Mitte-Nationalrat Philipp Bregy forderte, der Bundesrat müsse die Strommangellage ausrufen. Denn der Stromverbrauch scheine nicht zu sinken. «Wenn Geschäfte die Beleuchtung ihrer Schaufenster nicht freiwillig ausschalten, dann muss das halt verordnet werden. Und dafür braucht es die Strommangellage.» Anders seien diese Verordnungen nicht möglich.
Grünen-Fraktionspräsidentin Aline Trede sah das etwas anders. Sie verstehe den Alarmismus nicht, der derzeit praktiziert werde. Die Schweiz leide nicht unter Strommangel, sondern unter einem Effizienzproblem. «Wir könnten mit Stromsparen so viel erreichen. Ein bis zwei Grad weniger heizen, und dann können wir es durch den Winter schaffen». Später fügte sie noch an: «Die beste Energie ist jene, die wir nicht verbrauchen.»
«Dass der Naturschutz kein Wert mehr haben soll, das verstehe ich einfach nicht»

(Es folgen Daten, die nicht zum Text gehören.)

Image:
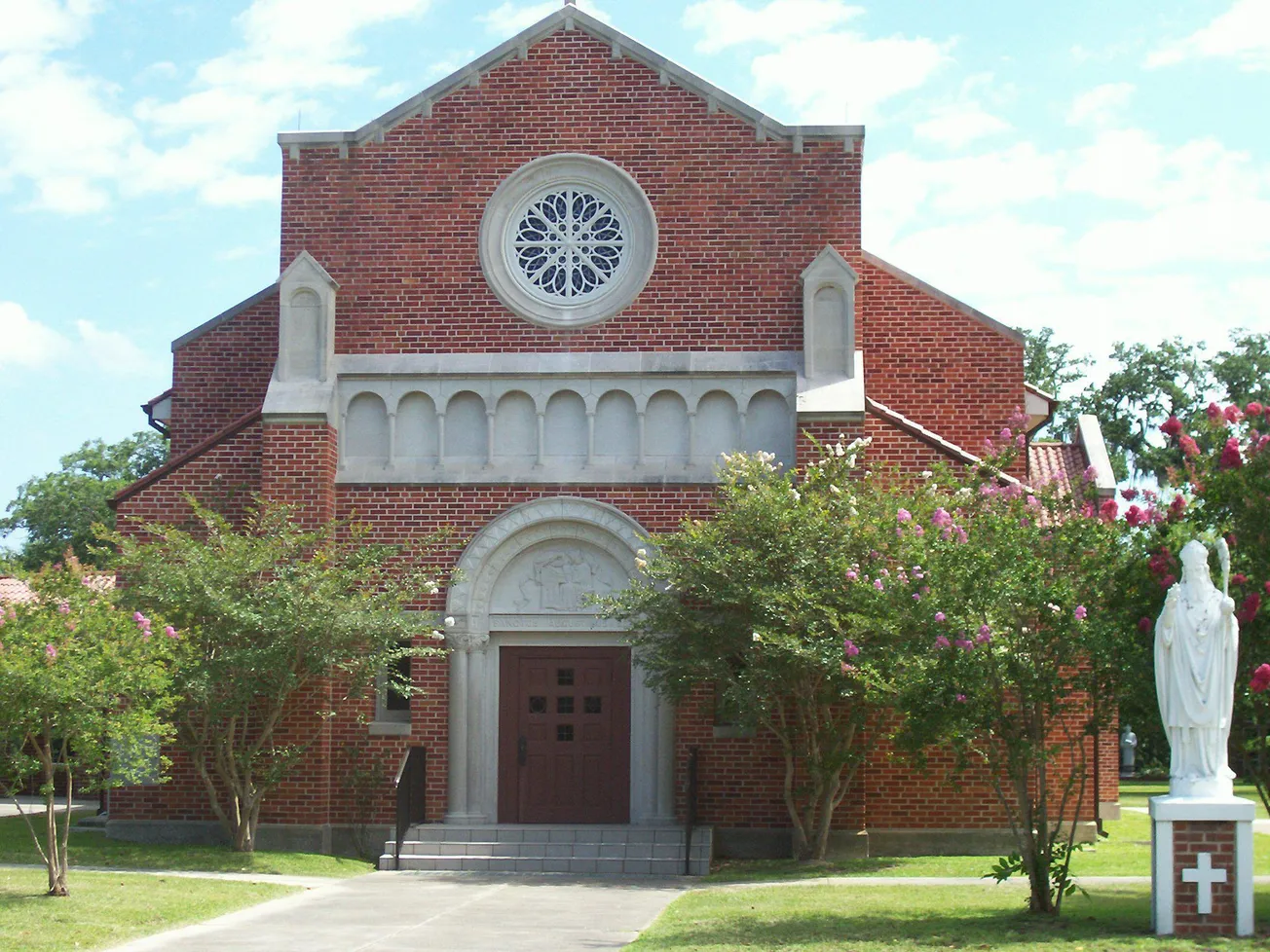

Zu den ersten richtigen Streitereien kam es allerdings erst, nachdem ein Interview von Moderator Sandro Brotz und Wirtschaftsminister Guy Parmelin ausgestrahlt wurde. Darin legte der Bundesrat dar, dass die Schweiz alles in ihrer Macht Stehende gemacht habe, um sich vorzubereiten. Mantraartig wiederholte Parmelin zudem, dass nun alle an einem Strick ziehen müssten. «Jede Kilowattstunde zählt». Ein weiteres Déjà-vu.
Philipp Bregy schüttelte ob diesen Aussagen nur den Kopf. «Wir haben in den letzten 10 Jahren im Namen des Umweltschutzes freiwillig auf 1,2 Terawattstunden Strom verzichtet. Strom für 300’000 Haushalte.» Anstatt irgendwelcher Vorschläge, dass man zu zweit oder zu dritt duschen solle, wäre es nun elementar, dies nachzuholen.
Aline Trede konterte ruhig, aber bestimmt. «Wir haben den Umweltschutz nicht zu fest gewichtet. Sonst würde es in der Schweiz heute anders aussehen.» Denn: Die Grünen hätten vor 20 Jahren schon eine Solaroffensive gefordert. Etwas kontradiktorisch fügte sie noch an: «Ihr geht auch alle gern in die Natur, um ein schönes Wochenende zu haben. Dass der Naturschutz kein Wert mehr haben soll, das verstehe ich einfach nicht.»
Suter und Imark wie ein toxisches Liebespaar
Weniger ruhig ging es zwischen Gabriela Suter und Christian Imark zu und her. Das Duo erinnert an eine toxische Liebesbeziehung. Die beiden gerieten schon bei der letzten Strom-«Arena» aneinander und konnten auch am Freitag kaum in einer normalen Tonlage miteinander diskutieren.
Imark referierte über die Energiestrategie 2050, Darüber, dass die vollständige Dekarbonisierung und der «ideologisch verblendete» Ausstieg aus der Kernenergie dazu geführt habe, dass die Schweiz so schlecht dastehe, wie sie es nun tut.
Suter konterte, dass die Schweiz ohne die Energiestrategie 2050 noch schlechter dastehen würde. Ausserdem habe die jetzige Krise nichts damit zu tun. Allein Putin, das Gas und die abgeschalteten AKWs in Frankreich wären das Problem.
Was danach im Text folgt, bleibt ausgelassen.